Reits à la française
Regierung stopft Löcher im Gesetz

Reits sind in Frankreich noch recht jung: Erst seit dem Jahr 2003 hat der Gesetzgeber die Reits à la française geschaffen, die so genannten SIICs (Sociétes d'investissements). Die Folge: Frankreichs neue Immobilienaktien kamen schnell – aber mit kleinen Fehlern.

PARIS. Den Beweis für den Erfolg der französischen Varianten von Reits (Real Estate Investment Trust) hat vergangene Woche der Börsenbetreiber Euronext erbracht. Dessen Arbeitskreis Börsenindizes hat die Immobiliengesellschaft Unibail geadelt und in den sehr exklusiven Club der Werte des französischen Cac-40 aufgenommen, dem französischen Pendant zum Dax-30. Unibail hat die Rechtsform eines Reits.
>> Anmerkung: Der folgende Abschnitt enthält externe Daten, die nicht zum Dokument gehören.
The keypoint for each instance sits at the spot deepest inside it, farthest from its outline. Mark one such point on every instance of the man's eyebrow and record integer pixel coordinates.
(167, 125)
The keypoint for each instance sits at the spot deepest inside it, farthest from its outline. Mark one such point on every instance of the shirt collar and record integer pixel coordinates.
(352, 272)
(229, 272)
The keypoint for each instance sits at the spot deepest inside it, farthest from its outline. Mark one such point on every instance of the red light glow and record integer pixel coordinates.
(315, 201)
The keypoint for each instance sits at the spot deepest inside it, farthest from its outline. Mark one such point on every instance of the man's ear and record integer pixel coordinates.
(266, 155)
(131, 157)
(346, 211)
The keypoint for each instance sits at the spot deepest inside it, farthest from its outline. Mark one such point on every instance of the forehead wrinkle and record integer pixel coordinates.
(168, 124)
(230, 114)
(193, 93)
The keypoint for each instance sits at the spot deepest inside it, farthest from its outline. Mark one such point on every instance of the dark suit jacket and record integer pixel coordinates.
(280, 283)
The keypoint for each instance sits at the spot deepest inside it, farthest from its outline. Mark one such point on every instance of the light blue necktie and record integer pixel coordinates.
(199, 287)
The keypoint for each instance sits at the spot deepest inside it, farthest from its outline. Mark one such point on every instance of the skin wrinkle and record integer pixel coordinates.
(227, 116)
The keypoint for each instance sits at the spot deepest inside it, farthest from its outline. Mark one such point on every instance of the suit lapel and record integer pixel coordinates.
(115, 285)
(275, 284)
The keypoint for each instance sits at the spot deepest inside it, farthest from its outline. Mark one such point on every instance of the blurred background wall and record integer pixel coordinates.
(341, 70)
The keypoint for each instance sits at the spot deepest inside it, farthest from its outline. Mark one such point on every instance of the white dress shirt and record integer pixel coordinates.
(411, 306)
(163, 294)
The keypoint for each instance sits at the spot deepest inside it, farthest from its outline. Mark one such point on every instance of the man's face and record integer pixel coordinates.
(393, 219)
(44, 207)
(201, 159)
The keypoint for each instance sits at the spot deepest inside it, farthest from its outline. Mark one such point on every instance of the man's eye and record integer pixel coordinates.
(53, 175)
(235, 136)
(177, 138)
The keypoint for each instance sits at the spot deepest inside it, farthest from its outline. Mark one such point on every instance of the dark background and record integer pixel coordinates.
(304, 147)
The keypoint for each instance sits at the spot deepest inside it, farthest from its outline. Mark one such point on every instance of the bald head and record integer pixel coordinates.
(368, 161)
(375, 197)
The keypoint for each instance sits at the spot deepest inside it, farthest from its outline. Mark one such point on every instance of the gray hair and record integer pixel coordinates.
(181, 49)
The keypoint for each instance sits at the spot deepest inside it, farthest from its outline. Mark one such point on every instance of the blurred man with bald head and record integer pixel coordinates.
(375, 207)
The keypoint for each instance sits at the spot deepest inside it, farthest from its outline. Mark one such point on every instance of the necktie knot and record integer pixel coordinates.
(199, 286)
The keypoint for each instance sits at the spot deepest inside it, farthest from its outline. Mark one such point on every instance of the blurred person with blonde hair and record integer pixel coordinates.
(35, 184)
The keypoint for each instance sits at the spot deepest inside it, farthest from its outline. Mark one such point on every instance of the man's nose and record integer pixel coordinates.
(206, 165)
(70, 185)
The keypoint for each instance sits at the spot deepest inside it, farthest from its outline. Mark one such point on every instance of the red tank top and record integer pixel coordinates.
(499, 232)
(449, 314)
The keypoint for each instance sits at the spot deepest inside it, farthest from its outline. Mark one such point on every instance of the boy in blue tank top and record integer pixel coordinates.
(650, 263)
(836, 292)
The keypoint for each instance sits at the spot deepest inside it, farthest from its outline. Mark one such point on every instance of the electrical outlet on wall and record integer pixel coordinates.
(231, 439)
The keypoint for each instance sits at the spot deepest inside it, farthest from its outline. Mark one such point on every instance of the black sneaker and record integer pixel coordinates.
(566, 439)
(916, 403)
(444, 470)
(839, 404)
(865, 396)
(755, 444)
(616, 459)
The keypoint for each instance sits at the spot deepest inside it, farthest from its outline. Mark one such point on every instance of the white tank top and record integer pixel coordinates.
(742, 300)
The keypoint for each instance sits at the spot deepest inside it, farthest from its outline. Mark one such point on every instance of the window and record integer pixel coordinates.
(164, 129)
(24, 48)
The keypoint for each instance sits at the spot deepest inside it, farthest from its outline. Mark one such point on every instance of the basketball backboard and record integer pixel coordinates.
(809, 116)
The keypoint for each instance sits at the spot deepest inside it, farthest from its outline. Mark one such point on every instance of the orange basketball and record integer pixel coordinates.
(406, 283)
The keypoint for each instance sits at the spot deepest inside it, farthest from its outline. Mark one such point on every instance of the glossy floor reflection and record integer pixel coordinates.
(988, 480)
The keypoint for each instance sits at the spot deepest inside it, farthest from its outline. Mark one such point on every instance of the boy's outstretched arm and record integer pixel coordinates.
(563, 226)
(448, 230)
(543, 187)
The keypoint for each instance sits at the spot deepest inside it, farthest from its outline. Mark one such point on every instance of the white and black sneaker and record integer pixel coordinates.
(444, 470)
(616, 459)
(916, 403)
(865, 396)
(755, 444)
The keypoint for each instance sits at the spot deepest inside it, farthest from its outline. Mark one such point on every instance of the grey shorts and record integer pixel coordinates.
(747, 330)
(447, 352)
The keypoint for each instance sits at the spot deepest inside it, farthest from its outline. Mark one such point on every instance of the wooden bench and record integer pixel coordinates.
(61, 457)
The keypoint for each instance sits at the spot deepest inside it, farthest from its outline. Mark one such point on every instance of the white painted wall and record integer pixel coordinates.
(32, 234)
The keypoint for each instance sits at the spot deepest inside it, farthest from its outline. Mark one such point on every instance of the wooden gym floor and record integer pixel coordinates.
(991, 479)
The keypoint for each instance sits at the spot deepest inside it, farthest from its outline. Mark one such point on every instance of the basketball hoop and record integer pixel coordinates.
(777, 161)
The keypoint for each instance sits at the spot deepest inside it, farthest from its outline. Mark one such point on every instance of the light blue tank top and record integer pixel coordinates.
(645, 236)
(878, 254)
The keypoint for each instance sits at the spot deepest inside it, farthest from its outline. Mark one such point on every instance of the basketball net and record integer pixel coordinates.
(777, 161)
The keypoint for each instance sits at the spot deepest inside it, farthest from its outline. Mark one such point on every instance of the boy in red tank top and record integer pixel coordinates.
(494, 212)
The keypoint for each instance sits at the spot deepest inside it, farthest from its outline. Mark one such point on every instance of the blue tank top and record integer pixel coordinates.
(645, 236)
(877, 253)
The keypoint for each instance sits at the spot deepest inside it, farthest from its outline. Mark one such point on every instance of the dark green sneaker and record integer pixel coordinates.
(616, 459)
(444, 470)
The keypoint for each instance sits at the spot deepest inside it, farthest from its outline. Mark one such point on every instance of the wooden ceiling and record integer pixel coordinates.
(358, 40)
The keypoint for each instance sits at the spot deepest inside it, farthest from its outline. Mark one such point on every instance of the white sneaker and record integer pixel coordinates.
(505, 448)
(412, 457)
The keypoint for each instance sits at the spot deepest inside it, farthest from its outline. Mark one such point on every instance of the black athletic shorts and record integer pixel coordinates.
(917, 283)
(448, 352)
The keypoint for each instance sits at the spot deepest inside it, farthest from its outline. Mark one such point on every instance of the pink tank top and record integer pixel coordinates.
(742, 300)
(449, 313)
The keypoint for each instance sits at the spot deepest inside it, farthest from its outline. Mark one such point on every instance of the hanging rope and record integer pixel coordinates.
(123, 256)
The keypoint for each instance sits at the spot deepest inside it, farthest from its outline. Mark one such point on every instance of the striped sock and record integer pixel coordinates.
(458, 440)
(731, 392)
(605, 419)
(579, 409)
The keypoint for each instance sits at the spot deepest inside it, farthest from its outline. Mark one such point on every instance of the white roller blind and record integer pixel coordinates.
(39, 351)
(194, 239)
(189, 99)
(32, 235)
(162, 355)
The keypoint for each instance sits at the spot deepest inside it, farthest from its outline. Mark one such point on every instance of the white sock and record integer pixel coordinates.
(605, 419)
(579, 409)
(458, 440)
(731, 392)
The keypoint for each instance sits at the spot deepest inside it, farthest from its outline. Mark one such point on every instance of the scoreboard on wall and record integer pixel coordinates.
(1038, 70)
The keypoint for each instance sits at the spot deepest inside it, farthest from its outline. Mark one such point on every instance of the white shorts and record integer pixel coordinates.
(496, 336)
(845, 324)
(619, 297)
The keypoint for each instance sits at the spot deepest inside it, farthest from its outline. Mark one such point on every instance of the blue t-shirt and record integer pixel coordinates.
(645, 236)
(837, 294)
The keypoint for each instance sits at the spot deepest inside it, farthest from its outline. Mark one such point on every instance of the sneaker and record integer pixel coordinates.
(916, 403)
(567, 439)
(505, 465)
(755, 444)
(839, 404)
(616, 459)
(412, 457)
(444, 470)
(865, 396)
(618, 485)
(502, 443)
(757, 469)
„Das ist für die Branche ein historisches Ereignis“, sagt Olivia Millioz, Expertin des Institut de l'Epargne Immobilière et Foncière (IEIF), einem Verband zur Förderung des Immobiliensparens. Denn die Reits sind in Frankreich noch recht jung: Erst seit dem Jahr 2003 hat der Gesetzgeber die Reits à la française geschaffen, die so genannten SIICs (Sociétes d'investissements).

Die Steuervorteile lösten einen wahren Boom aus: Das gilt sowohl für die Zahl der Neugründungen und Fusionen/Übernahmen, als auch für die Kursentwicklung der Immobiliengesellschaften, die rasch die Form einer SIIC annahmen.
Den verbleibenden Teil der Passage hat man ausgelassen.